Con ello iba a evitar la horquilla de los puestos policiales de frontera, que ya habrían recibido el alerta de la Técnica en el caso de que hubiesen desmontado el túnel y verificado la identidad de los enterrados, entre los cuales sólo faltaba uno.

He sido siempre un fronterizo, me dije. El hombre del último cuarto de hora. Vida y muerte sobran a mi vida. Y es mejor que el minuto del fin caiga sobre mí en Manorá.

Esa frontera con su nombre me está llamando al lugar de mi muerte.

3

Por otra parte, no se me ocultaba que este deseo de buscar refugio en Manorá no era más que el ensueño de todo desterrado, de todo prisionero, de volver a sus raíces, de recuperar la infancia perdida.

Lo último que le queda al hombre cuando todo lo demás se ha perdido.

Nadie sabe hasta qué punto ese mito es pérfido y malsano.

Nadie sabe la cantidad de tiempo que necesita el hombre errante para encontrarse a sí mismo, antes de que pueda golpear, como un mendigo inoportuno, la puerta del hogar paterno.

Viene en busca de un hogar que ya no existe.

La vida tampoco deja huellas vivas. No es más que el irle pasando a uno cosas en contrarias direcciones.

Las huellas del pie de doble talón del Pytayovai van escamoteando la dirección de la marcha hacia adelante, hacia atrás, hacia el pasado, hacia el futuro. Tiene que hacerlo bajo la sangre del sol del mediodía. Sólo así el fugitivo logra escabullirse de sus perseguidores en el no-tiempo, en el no-lugar.

Si la sangre como leche del fulgor cenital no gotea sobre las huellas de los pies bifrontes, éstas no plasman rastros fósiles.

El fugitivo cae sin remedio en poder de sus perseguidores.

En la dura intemperie del desierto no hay albergues acogedores. No hay más que rastros de sangre que el peregrino recoge. Los mete en su bolsa y los lleva consigo.

4

Ningún hijo pródigo -otra de las falaces parábolas del Nuevo Testamento- ha vuelto jamás al hogar paterno.

El mismo Cristo no será sino un extraño, un intruso, si logró entrar de nuevo en el hogar eterno, después de haberse hecho hombre.

La crucifixión y la muerte no redimieron la condición humana. La sellaron para siempre en su depravación originaria.

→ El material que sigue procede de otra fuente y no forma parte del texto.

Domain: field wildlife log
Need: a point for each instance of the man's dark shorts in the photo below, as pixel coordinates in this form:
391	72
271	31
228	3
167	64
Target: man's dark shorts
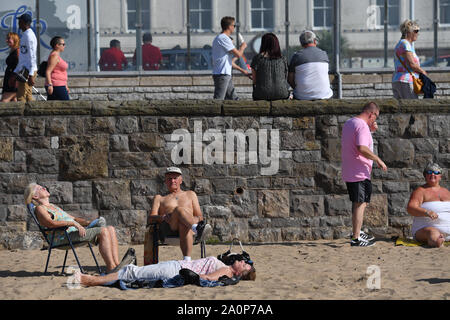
360	191
165	231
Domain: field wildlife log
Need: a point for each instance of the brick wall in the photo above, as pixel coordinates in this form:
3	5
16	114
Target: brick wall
200	86
107	158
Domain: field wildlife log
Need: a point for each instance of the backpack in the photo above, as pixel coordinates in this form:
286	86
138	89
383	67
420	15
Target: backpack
229	257
42	69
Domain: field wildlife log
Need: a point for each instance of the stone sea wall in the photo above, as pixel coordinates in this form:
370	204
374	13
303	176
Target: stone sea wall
107	158
158	86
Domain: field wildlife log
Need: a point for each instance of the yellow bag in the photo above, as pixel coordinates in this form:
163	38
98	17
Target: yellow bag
417	85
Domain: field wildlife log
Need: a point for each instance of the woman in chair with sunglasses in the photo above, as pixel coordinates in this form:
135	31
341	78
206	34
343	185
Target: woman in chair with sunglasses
56	73
51	216
430	206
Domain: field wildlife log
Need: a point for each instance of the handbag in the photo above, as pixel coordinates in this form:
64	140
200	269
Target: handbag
229	257
417	82
22	75
42	69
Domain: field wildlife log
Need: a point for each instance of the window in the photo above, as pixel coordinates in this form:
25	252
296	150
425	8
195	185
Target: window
444	8
323	13
393	13
200	15
262	15
131	15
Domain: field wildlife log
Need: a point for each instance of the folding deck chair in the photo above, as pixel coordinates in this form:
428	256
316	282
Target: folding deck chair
67	247
153	229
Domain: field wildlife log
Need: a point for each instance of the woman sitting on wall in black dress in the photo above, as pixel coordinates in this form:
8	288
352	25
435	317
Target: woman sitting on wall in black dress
9	81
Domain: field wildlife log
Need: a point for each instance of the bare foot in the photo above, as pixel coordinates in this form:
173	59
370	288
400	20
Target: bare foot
440	241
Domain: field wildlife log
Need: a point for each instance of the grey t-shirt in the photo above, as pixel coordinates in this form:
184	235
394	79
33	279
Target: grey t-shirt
310	66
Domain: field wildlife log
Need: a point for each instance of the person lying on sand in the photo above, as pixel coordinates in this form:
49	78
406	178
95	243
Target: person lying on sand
209	268
430	206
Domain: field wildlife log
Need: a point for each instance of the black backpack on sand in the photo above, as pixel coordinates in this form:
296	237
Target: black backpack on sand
229	257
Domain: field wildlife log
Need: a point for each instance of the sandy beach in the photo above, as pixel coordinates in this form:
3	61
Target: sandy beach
318	269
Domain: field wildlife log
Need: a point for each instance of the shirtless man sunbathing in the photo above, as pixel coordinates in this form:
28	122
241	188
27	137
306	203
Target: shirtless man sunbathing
430	206
179	211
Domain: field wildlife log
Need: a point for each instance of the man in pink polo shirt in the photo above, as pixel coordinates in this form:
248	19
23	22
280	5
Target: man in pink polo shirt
357	158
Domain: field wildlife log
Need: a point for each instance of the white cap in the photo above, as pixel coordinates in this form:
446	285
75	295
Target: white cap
241	38
173	170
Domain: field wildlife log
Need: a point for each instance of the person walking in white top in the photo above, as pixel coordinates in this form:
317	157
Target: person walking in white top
27	58
308	70
223	50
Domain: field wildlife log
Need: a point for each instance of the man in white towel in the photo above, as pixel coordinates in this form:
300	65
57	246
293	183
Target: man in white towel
430	206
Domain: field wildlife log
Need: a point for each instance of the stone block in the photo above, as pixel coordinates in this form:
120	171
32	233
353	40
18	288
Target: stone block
221	212
328	177
396	152
17	213
114	82
307	206
42	161
202	186
331	149
376	213
158	81
395	187
84	157
32	127
244	205
134	218
118	143
427	146
418	126
6	149
112	195
292	139
29	143
82	192
265	235
9	127
238	108
397	204
145	142
303	123
439	126
127	124
273	203
60	191
146	187
336	205
105	125
170	124
444	145
224	185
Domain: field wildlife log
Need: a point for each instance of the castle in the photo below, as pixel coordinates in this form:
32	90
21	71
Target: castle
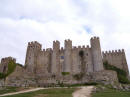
50	65
71	59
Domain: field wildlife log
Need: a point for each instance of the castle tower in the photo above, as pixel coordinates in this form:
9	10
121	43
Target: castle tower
4	64
96	54
56	58
67	56
31	55
124	62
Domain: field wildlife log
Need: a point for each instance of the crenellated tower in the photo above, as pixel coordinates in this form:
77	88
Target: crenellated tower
96	54
56	58
67	55
31	55
116	58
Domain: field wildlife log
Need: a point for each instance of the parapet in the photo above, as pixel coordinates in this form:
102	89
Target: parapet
34	44
114	52
68	44
68	40
95	38
7	59
56	45
56	41
48	49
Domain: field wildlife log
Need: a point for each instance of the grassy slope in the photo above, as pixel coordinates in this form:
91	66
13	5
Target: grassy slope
111	93
62	92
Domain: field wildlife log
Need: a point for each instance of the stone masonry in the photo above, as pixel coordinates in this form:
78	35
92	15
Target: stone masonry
60	64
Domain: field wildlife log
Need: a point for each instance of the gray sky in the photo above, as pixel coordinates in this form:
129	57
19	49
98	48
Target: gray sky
22	21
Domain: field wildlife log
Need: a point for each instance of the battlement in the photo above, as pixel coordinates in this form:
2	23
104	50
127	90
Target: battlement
113	52
34	44
95	38
61	48
81	47
68	40
56	41
7	59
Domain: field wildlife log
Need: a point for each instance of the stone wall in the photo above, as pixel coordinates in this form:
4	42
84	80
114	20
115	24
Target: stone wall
116	58
4	64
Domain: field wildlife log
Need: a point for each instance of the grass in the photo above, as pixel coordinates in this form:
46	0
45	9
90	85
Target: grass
111	93
61	92
8	90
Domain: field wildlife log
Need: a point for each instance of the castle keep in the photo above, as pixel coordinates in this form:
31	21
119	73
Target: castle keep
68	59
62	64
71	59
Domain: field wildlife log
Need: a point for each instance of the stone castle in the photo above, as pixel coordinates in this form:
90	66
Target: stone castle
60	64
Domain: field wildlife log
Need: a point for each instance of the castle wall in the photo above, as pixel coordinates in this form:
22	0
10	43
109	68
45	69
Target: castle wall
4	64
96	54
56	69
116	58
77	64
67	56
62	67
33	50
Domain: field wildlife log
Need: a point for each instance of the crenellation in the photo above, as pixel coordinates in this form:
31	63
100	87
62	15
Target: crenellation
48	64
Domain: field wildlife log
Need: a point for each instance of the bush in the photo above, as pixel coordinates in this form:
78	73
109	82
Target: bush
78	76
11	68
65	73
121	74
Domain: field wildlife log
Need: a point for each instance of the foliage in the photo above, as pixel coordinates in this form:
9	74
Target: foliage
81	54
111	93
84	84
11	68
65	73
121	74
78	76
55	92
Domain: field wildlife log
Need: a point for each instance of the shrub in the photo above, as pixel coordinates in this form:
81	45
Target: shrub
78	76
65	73
11	68
121	74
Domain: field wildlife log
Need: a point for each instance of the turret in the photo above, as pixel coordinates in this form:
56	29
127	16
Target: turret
96	54
67	56
31	55
4	64
55	58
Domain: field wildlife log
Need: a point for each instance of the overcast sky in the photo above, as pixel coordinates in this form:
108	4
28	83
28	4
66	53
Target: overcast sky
22	21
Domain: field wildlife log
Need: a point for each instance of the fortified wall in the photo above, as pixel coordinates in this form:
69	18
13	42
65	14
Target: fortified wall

De donde el hombre, ayudado por Cristo, el primogénito de los muertos, se ha convertido en la bestia más feroz que habita el planeta.

5

Mientras escribo esta queja contra la mentirosa parábola del Evangelio, oigo la voz del maestro Cristaldo que me habla desde alguna parte, fuera del mundo.

«…No se pierde la infancia. Se la lleva siempre adentro. ¿Cómo quieres regresar a un lugar de donde nunca has salido?»

«¿He salido yo acaso de la placenta que me contenía?»

«Hay lugares que subsisten solos y llevan su lugar consigo. Viajan dentro de ti…»

Tembló un poco la voz. La interrumpieron la tos y catarro que no le han abandonado aún.

Luego dijo: «Salvo que ese lugar se haya llevado su lugar a otro lugar… Pero entonces tú eres el que está perdido y ya nadie te encontrará jamás…»

En todos los libros que he escrito está copiada esta frase del maestro Cristaldo. Imprecación premonitoria. Como si todos hubiésemos nacido fuera de lugar y en tiempo ajeno.